1- Portugal encontra-se no centro de uma espiral de acontecimentos. No meio deste vendaval, a identidade e os valores norteadores de uma sociedade evoluída perdem-se e tornam-se difíceis de vislumbrar. Escasseiam personalidades com capacidade agregadora que através do seu exemplo consigam mobilizar e credibilizar as instituições que representam. Devido a essa escassez e à desconfiança face à Justiça, surge agora como exemplo, sob uma aura de providencialismo, o juiz Carlos Alexandre enquanto único homem capaz de enfrentar poderosos. Negligencia-se, porém, que entre as características da justiça não devem estar qualidades etéreas.
Este juiz, responsável por processos como a operação Furacão, Monte Branco, Portucale, Face Oculta, BPN, BES, Labirinto e agora o relacionado com Sócrates, concentra em si demasiado poder.
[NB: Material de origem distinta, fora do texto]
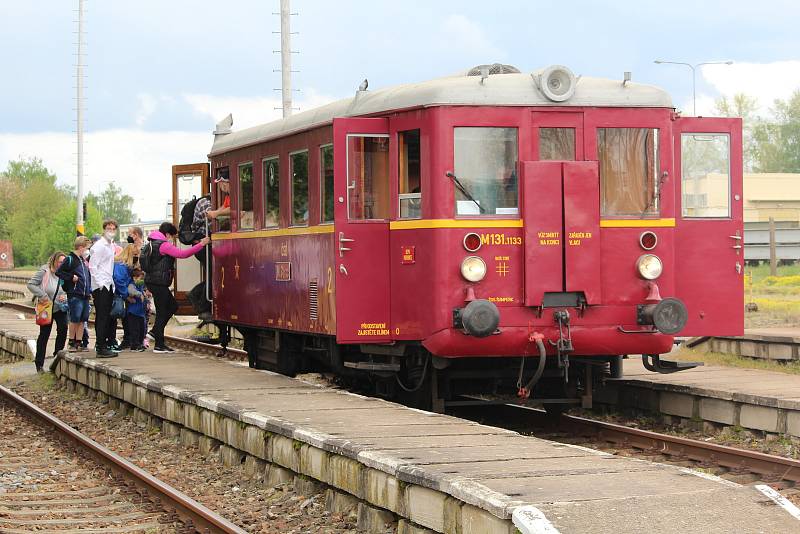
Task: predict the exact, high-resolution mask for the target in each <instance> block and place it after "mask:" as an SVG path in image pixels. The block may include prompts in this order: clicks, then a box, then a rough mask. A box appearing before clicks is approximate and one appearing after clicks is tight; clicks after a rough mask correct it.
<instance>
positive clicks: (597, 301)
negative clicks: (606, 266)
mask: <svg viewBox="0 0 800 534" xmlns="http://www.w3.org/2000/svg"><path fill="white" fill-rule="evenodd" d="M563 179H564V240H563V242H564V258H565V263H566V265H565V270H566V276H565V280H566V287H565V289H566V290H567V291H578V292H583V294H584V295H585V296H586V302H587V303H588V304H589V305H590V306H591V305H595V304H600V303H601V302H602V297H601V296H602V291H601V282H600V280H601V271H602V269H603V262H602V257H601V255H600V236H601V234H600V175H599V174H598V170H597V162H596V161H574V162H565V163H564V169H563Z"/></svg>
Que ninguém pode ou deve deter num Estado democrático. A justiça e o regime democrático não podem estar sujeitos à discricionariedade do entendimento de uma só pessoa, por melhor e mais capaz que ela seja, acabando, tamanha pressão, por desvirtuar as qualidades do respetivo titular. Tal representa a pessoalização do sistema judiciário numa espécie de autocracia penalista.
A desconfiança da sociedade face aos poderes político e judicial contribui para estes fenómenos. Que, na política, podem fazer crescer movimentos populistas e anti sistema impulsionados pela descrença das pessoas relativamente aos atores políticos. E, na justiça, a impulsos justicialistas absolutamente indesejáveis porque desvirtuadores de um Estado que se quer de direito. Porque a lei deve servir o Estado, e não o contrário. E porque “o Estado está acima do cidadão, mas o homem está acima do Estado”.
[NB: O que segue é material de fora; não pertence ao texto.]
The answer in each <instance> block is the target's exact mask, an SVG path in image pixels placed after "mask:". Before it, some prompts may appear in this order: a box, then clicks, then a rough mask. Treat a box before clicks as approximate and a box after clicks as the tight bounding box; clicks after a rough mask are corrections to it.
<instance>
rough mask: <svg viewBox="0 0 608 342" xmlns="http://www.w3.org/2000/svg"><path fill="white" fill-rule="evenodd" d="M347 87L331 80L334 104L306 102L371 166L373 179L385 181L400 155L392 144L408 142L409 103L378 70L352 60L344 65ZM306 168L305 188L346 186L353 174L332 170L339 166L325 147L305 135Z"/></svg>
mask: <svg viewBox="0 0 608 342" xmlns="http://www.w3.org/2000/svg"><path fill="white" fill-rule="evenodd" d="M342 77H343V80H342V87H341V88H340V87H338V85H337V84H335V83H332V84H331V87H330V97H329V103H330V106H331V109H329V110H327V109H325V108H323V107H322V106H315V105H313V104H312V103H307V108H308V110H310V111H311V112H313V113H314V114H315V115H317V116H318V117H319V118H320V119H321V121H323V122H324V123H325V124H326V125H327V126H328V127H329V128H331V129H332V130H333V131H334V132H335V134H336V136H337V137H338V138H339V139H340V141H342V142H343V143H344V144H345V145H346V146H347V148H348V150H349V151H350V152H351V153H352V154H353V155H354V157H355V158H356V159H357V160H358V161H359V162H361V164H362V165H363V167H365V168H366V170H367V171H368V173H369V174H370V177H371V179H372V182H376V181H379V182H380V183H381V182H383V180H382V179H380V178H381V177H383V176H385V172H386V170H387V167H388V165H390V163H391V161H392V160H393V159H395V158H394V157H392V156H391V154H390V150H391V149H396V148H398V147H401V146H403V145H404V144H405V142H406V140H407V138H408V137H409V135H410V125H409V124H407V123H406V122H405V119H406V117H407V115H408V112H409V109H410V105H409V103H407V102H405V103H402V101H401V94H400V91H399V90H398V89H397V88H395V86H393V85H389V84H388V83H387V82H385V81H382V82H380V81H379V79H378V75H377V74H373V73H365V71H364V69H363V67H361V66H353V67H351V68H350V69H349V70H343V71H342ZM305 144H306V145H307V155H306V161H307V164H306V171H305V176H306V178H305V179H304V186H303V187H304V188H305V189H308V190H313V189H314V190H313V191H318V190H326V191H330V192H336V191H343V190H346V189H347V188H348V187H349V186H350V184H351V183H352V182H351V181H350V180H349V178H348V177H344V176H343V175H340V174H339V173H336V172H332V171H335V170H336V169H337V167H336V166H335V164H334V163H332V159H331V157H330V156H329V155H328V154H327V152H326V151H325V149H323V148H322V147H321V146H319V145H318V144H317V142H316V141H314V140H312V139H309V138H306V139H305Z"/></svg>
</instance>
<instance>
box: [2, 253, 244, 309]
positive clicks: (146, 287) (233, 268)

Isto numa altura em que foram notícia, porque incomuns, as atitudes de um jovem que encontrou uma carteira com 845 euros e a entregou à polícia e a de trabalhadores de uma Câmara que descobriram um depósito de 4.400 euros no meio do lixo e decidiram entregá-lo. O exemplo da honestidade é exceção face à normalização de comportamentos outrora considerados desviantes. Provocando a corrosão dos pilares de uma sociedade que se quer una e o afastamento entre as diferentes classes sociais, cada vez mais distanciadas. Daqui até à queda do regime é um pequeno passo, porque os impérios caem sempre por dentro. Geralmente de podres.
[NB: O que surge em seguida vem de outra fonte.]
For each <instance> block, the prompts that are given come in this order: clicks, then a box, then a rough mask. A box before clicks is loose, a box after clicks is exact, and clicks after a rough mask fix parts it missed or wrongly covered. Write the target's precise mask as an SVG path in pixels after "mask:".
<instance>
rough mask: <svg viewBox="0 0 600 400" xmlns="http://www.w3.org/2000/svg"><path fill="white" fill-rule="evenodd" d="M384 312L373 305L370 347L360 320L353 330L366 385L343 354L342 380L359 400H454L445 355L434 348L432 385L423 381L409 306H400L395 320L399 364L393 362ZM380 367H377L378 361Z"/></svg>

2- A propósito da resposta de Júlio Sarmento ao meu último artigo neste jornal, quero deixar claro que tudo quanto aqui escrevo é da minha inteira e exclusiva responsabilidade.
Não me considerando exemplo para ninguém, não consigo deixar passar em branco que Júlio Sarmento se auto imponha como exemplo a seguir. Para isso serve a história. Por exemplo, Ghandi e Madre Teresa nunca quiseram impor-se como exemplos, mas as suas vidas atribuíram-lhes tal condição. Ao contrário de personagens como Silvio Berlusconi ou Isaltino Morais a quem a história tomou o autoproclamado exemplo de vida.
Em lugar de debitar teorias assentes numa inconsistente base ideológica e em dados económicos desfasados, Júlio Sarmento deveria prestar maior atenção ao mundo real. Dessa forma não terá de ser chamado à razão por um qualquer “rapazola”. Socorrendo-me também de um provérbio, este bem mais prosaico, e cuja origem geográfica desconheço, recordo que “os rapazolas não precisam de pedras quando a árvore caiu de podre”.